De Maurício Mellone em abril 11, 2018
Grande vencedor do 50º Festival de Brasília, o filme dos diretores e roteiristas Affonso Uchoa e João Dumans, Arábia, é um retrato terno e sensível sobre o cotidiano de Cristiano, vivido por Aristides de Sousa, um trabalhador incansável, que pula de emprego em emprego percorrendo o interior de Minas Gerais, até chegar a uma siderurgia em Ouro Preto.
Mais do que o percurso pelas cidades mineiras e pelos mais variados tipos de trabalho desenvolvido pelo personagem, a trama (um road movie à brasileira) é um passeio ao mundo interior daquele homem simples, que ao escrever suas andanças numa espécie de diário faz uma análise profunda sobre sua existência e sobre o porquê da vida.
E o formato da narrativa do filme também chama a atenção. A primeira cena é com o garoto André, interpretado por Murilo Caliari, andando de bicicleta pelas montanhas de Ouro Preto até chegar a sua casa, na vila operária da siderurgia, — ele vive com o irmão menor, seus pais estão viajando a trabalho e ele recebe ajuda de Márcia, vivida por Glaucia Vandeveld, sua tia e enfermeira, que atende os operários da vila. Com o acidente de Cristiano, André é encarregado de ir até a casa dele e é lá que descobre o caderno em que Cristiano faz suas anotações pessoais. A partir daí é que entra em ação o protagonista da trama: sempre em off, Cristiano vai relatando suas experiências de vida, desde o período em que esteve preso (envolveu-se num roubo de carro) e, com sua liberdade, resolve ganhar a vida pelas estradas de Minas Gerais. A pé ou de carona, ele percorre diversas cidades e passa pelas mais variadas funções: desde apanhador de mexericas, trabalhador da construção civil, ajudante de pedreiro, operário de fábrica têxtil, carregador de caminhão e por último seu posto na siderurgia.
Em cada local por onde passa, Cristiano conhece novas pessoas, interage com elas, convive por um tempo com a dura realidade que cada função exige dos trabalhadores e depois continua sua viagem. A única diferença nesta trajetória foi na fábrica de tecidos, onde Cristiano se envolve com a encarregada Ana (Renata Cabral) e eles vivem um intenso romance. Mesmo a contra gosto, ele abandona a namorada e pega a estrada novamente, até chegar a Ouro Preto e recomeçar do zero na dura função de metalúrgico.
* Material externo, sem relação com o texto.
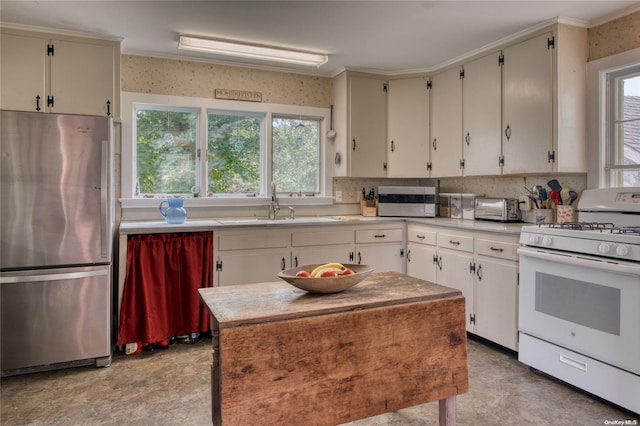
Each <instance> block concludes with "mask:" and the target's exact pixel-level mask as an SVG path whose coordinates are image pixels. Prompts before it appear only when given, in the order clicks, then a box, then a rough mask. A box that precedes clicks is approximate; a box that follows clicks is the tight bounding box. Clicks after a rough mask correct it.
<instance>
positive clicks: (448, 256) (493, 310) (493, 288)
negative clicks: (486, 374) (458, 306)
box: [407, 224, 518, 350]
mask: <svg viewBox="0 0 640 426" xmlns="http://www.w3.org/2000/svg"><path fill="white" fill-rule="evenodd" d="M517 248H518V235H510V234H498V233H489V232H471V231H458V230H452V229H451V228H442V227H433V226H425V225H418V224H409V225H408V226H407V274H408V275H411V276H414V277H417V278H421V279H424V280H427V281H431V282H435V283H437V284H441V285H444V286H447V287H452V288H456V289H458V290H460V291H461V292H462V294H463V295H464V297H465V302H466V303H465V307H466V318H467V331H468V332H470V333H474V334H476V335H478V336H480V337H483V338H485V339H487V340H490V341H492V342H495V343H498V344H499V345H502V346H504V347H507V348H509V349H513V350H518V340H517V339H518V312H517V306H518V255H517V252H516V250H517Z"/></svg>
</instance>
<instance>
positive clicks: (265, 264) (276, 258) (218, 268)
mask: <svg viewBox="0 0 640 426" xmlns="http://www.w3.org/2000/svg"><path fill="white" fill-rule="evenodd" d="M288 267H289V249H263V250H245V251H242V252H240V251H235V252H232V253H221V254H218V256H217V260H216V273H217V274H218V279H217V280H215V281H214V282H215V283H216V285H219V286H225V285H233V284H249V283H260V282H268V281H277V280H278V277H277V276H276V275H277V274H278V272H280V271H282V270H284V269H286V268H288Z"/></svg>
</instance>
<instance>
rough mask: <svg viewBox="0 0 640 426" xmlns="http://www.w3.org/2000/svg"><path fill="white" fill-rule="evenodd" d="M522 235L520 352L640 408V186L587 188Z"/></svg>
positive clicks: (566, 376)
mask: <svg viewBox="0 0 640 426" xmlns="http://www.w3.org/2000/svg"><path fill="white" fill-rule="evenodd" d="M577 211H578V219H579V221H578V222H576V223H564V224H550V225H541V226H525V227H523V228H522V233H521V235H520V245H521V246H520V248H519V249H518V254H519V255H520V291H519V317H518V320H519V321H518V327H519V331H520V332H519V353H518V359H519V360H520V361H521V362H523V363H525V364H527V365H530V366H532V367H534V368H536V369H538V370H540V371H544V372H545V373H548V374H550V375H552V376H554V377H557V378H559V379H561V380H563V381H565V382H567V383H570V384H572V385H574V386H576V387H579V388H581V389H584V390H586V391H588V392H591V393H593V394H595V395H598V396H600V397H602V398H604V399H607V400H609V401H611V402H613V403H615V404H617V405H620V406H622V407H624V408H627V409H629V410H632V411H634V412H636V413H638V412H640V398H638V390H639V389H640V357H638V354H639V353H640V332H639V330H640V310H639V309H638V306H640V188H638V187H634V188H607V189H596V190H587V191H584V192H583V193H582V196H581V198H580V200H579V203H578V210H577Z"/></svg>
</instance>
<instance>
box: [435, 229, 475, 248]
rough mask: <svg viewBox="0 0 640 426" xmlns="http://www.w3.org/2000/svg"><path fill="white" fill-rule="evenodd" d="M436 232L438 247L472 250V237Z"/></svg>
mask: <svg viewBox="0 0 640 426" xmlns="http://www.w3.org/2000/svg"><path fill="white" fill-rule="evenodd" d="M438 234H439V235H438V247H442V248H449V249H453V250H460V251H466V252H470V253H471V252H473V237H470V236H466V235H459V234H446V233H443V232H439V233H438Z"/></svg>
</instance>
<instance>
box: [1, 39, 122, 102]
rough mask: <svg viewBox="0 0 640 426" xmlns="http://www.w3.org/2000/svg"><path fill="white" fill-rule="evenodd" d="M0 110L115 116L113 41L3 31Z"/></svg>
mask: <svg viewBox="0 0 640 426" xmlns="http://www.w3.org/2000/svg"><path fill="white" fill-rule="evenodd" d="M1 55H2V60H1V63H2V81H1V84H2V104H1V106H2V109H10V110H19V111H36V112H52V113H67V114H84V115H118V112H119V104H120V83H119V81H120V74H119V68H120V67H119V63H120V46H119V43H118V42H113V41H106V40H94V39H85V38H75V37H66V36H60V37H57V36H56V35H52V34H44V33H32V32H28V31H19V30H8V29H3V31H2V52H1Z"/></svg>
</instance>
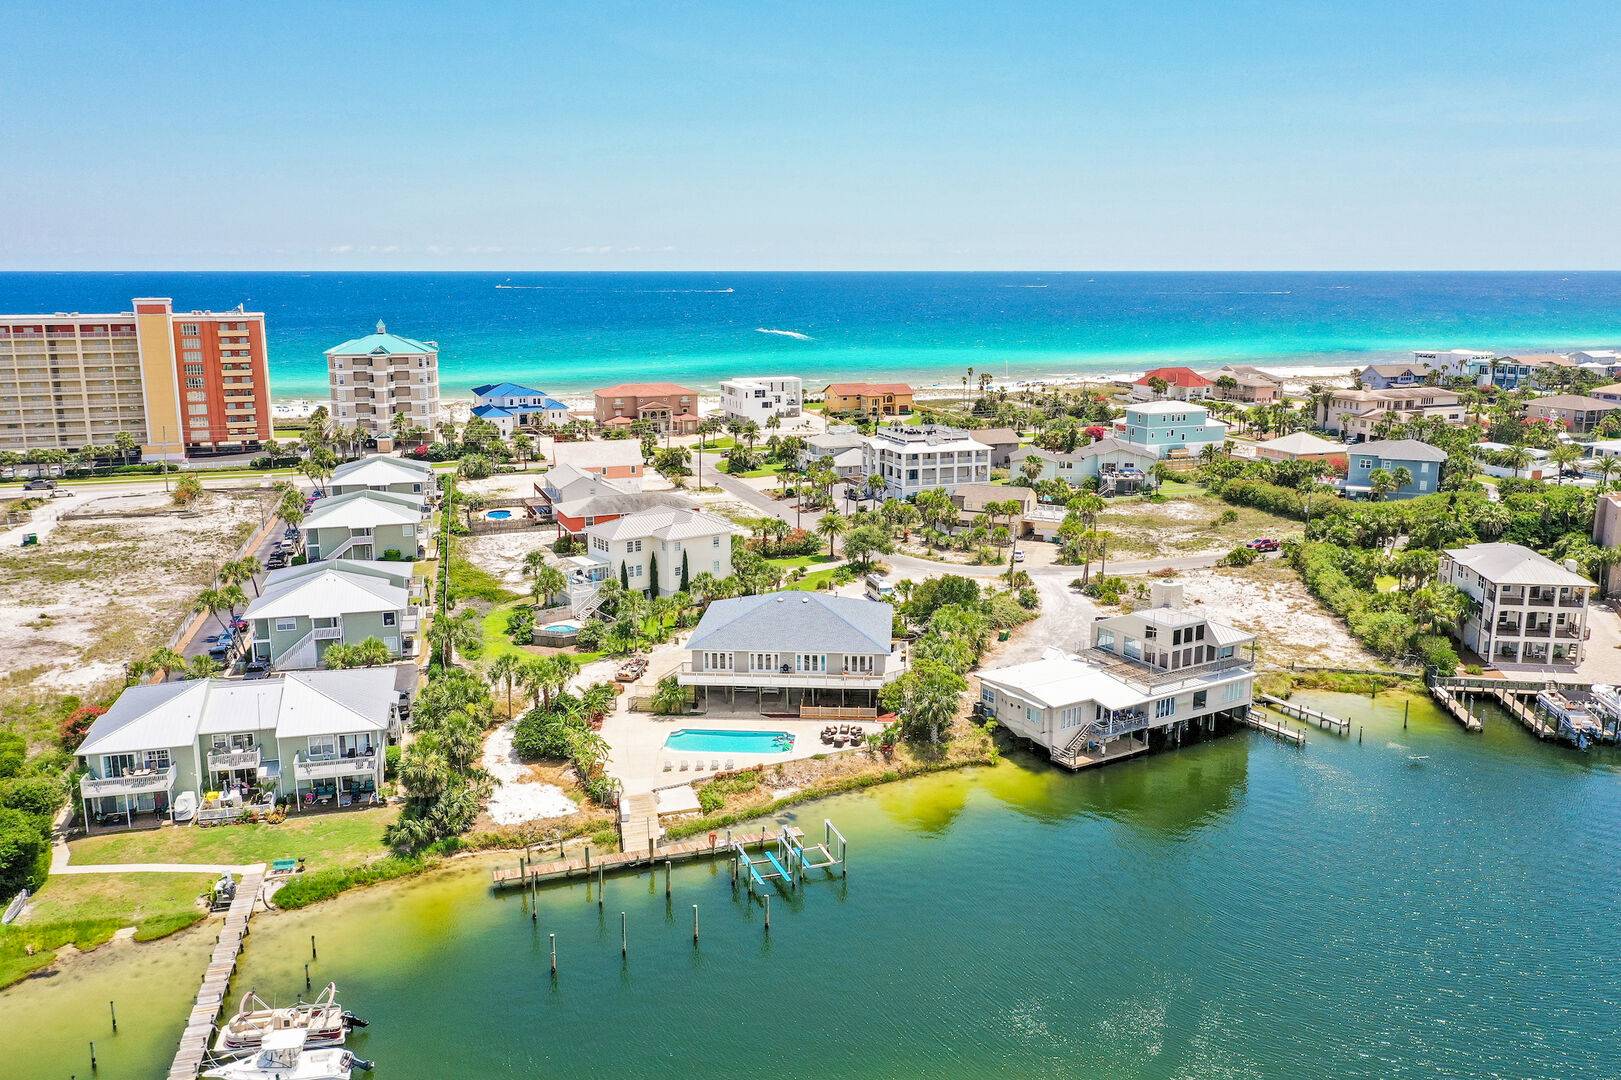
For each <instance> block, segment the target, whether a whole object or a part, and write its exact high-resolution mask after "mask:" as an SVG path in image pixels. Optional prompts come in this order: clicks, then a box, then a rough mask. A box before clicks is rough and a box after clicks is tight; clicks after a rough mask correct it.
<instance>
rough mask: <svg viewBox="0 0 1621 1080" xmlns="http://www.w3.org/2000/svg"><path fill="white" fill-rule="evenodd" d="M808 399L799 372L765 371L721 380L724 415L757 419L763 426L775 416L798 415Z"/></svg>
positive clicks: (720, 397)
mask: <svg viewBox="0 0 1621 1080" xmlns="http://www.w3.org/2000/svg"><path fill="white" fill-rule="evenodd" d="M804 399H806V388H804V379H801V378H799V376H798V375H762V376H757V378H742V379H726V381H723V383H721V384H720V412H721V415H723V417H726V418H728V420H754V422H755V423H759V425H760V426H765V422H767V420H770V418H772V417H789V418H791V417H798V415H799V409H801V405H802V404H804Z"/></svg>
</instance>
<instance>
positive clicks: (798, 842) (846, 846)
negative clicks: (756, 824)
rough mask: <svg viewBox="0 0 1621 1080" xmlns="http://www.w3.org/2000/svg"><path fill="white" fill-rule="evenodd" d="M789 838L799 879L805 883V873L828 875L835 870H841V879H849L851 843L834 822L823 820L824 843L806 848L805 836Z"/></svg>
mask: <svg viewBox="0 0 1621 1080" xmlns="http://www.w3.org/2000/svg"><path fill="white" fill-rule="evenodd" d="M785 835H786V838H788V845H789V850H791V851H793V855H794V861H796V863H798V864H799V871H801V872H799V879H801V881H804V871H807V869H820V871H827V872H828V874H832V872H833V869H835V868H838V869H840V876H841V877H848V876H849V871H848V869H845V855H846V853H848V851H849V842H848V840H845V834H841V832H840V830H838V829H835V827H833V822H832V821H828V819H825V817H823V819H822V843H814V845H811V846H806V843H804V838H802V837H804V834H799V835H794V834H785Z"/></svg>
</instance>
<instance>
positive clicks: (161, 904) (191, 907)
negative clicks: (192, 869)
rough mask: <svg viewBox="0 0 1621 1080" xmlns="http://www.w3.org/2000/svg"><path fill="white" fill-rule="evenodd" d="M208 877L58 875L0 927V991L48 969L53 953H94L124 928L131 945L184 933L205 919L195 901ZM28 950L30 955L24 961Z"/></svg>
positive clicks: (85, 874)
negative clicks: (137, 943)
mask: <svg viewBox="0 0 1621 1080" xmlns="http://www.w3.org/2000/svg"><path fill="white" fill-rule="evenodd" d="M211 884H212V877H211V876H209V874H71V876H63V874H58V876H55V877H49V879H45V884H44V885H42V887H41V890H39V894H37V895H36V897H34V898H32V900H31V902H29V911H28V916H26V918H24V919H23V921H19V923H16V924H13V926H0V988H3V986H8V984H11V983H15V981H18V979H19V978H23V976H26V975H28V973H29V971H36V970H39V968H42V966H45V965H49V963H50V962H52V960H53V958H55V955H57V952H55V950H57V949H62V947H63V945H73V947H75V949H78V950H81V952H88V950H91V949H96V947H97V945H101V944H104V942H107V941H110V939H112V936H113V934H115V932H117V931H120V929H122V928H125V926H133V928H135V939H136V941H152V939H156V937H164V936H167V934H173V932H175V931H178V929H185V928H186V926H191V924H193V923H196V921H199V919H203V918H204V916H206V915H207V913H206V911H204V910H203V908H199V906H198V905H196V898H198V895H201V894H203V892H206V890H207V887H209V885H211ZM29 950H32V955H29Z"/></svg>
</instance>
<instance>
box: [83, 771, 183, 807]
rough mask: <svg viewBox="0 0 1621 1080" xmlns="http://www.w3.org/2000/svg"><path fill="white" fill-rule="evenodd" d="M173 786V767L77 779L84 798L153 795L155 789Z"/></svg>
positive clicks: (171, 787)
mask: <svg viewBox="0 0 1621 1080" xmlns="http://www.w3.org/2000/svg"><path fill="white" fill-rule="evenodd" d="M173 786H175V767H173V765H170V767H169V769H143V770H138V772H126V774H123V775H122V777H107V778H104V780H97V778H96V777H84V778H81V780H79V791H81V793H83V795H84V796H86V798H92V799H97V798H104V796H109V795H154V793H157V791H169V790H172V788H173Z"/></svg>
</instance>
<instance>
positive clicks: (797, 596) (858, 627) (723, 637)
mask: <svg viewBox="0 0 1621 1080" xmlns="http://www.w3.org/2000/svg"><path fill="white" fill-rule="evenodd" d="M893 623H895V608H893V606H890V605H888V603H877V602H874V600H862V598H859V597H830V595H822V594H819V592H770V594H765V595H763V597H738V598H736V600H716V602H715V603H712V605H710V606H708V610H707V611H705V613H704V618H702V619H700V621H699V628H697V629H695V631H692V637H691V641H687V649H692V650H704V649H708V650H715V652H739V650H752V652H846V654H849V652H853V654H888V652H890V644H892V637H890V631H892V629H893Z"/></svg>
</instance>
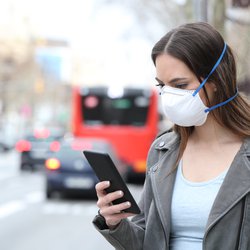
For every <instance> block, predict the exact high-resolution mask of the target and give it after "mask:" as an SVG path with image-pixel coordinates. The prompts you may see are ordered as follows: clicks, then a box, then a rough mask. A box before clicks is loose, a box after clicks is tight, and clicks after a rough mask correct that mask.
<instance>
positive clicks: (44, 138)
mask: <svg viewBox="0 0 250 250" xmlns="http://www.w3.org/2000/svg"><path fill="white" fill-rule="evenodd" d="M62 138H63V134H61V133H59V134H58V133H52V132H51V131H50V130H48V129H42V130H35V131H34V132H33V133H29V134H28V135H26V136H25V137H24V138H23V139H21V140H19V141H18V142H17V143H16V145H15V148H16V150H17V151H18V152H20V169H21V170H36V169H39V168H40V169H43V168H44V163H45V160H46V159H47V158H48V157H49V155H50V153H51V152H54V151H57V150H59V146H60V140H61V139H62Z"/></svg>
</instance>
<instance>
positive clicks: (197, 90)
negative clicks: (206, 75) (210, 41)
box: [192, 43, 227, 96]
mask: <svg viewBox="0 0 250 250" xmlns="http://www.w3.org/2000/svg"><path fill="white" fill-rule="evenodd" d="M226 48H227V44H226V43H224V48H223V51H222V53H221V55H220V57H219V59H218V60H217V62H216V63H215V65H214V67H213V68H212V70H211V71H210V73H209V74H208V76H207V77H206V78H205V79H204V80H203V81H202V83H201V84H200V86H199V87H198V88H197V89H196V90H195V91H194V93H193V94H192V95H193V96H196V95H197V93H198V92H199V91H200V89H201V88H202V87H203V86H204V84H205V83H206V81H207V79H208V78H209V77H210V76H211V75H212V74H213V72H214V71H215V69H216V68H217V67H218V65H219V64H220V62H221V60H222V58H223V56H224V54H225V52H226Z"/></svg>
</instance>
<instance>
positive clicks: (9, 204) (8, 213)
mask: <svg viewBox="0 0 250 250" xmlns="http://www.w3.org/2000/svg"><path fill="white" fill-rule="evenodd" d="M25 208H26V204H25V203H24V202H22V201H20V200H16V201H11V202H8V203H6V204H4V205H1V206H0V219H2V218H4V217H7V216H9V215H12V214H14V213H16V212H19V211H20V210H23V209H25Z"/></svg>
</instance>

Além de saber das aventuras de Cristiano, o espectador, neste momento da trama, já conhece um pouco mais da personalidade dele, de seus questionamentos existenciais e, principalmente, de sua angústia interior. Tudo por meio de uma escrita emocionada, que revela o modo simples de um homem do povo tentar entender o significado da vida. Com um enredo sensível, Arábia não só faz um perfil de um trabalhador brasileiro como contribui para a reflexão sobre o papel do Homem hoje no planeta. Destaque para a brilhante interpretação de Aristides de Sousa, a bela fotografia de Leonardo Feliciano e a trilha sonora que pontua as andanças de Cristiano. Uma canção que se encaixa perfeitamente ao enredo é Três apitos, de Noel Rosa, interpretada por Maria Bethânia, que pode ser conferida aqui. Vale ainda o lembrete para produções nacionais: vá logo assistir para que o filme ganhe mais tempo em cartaz.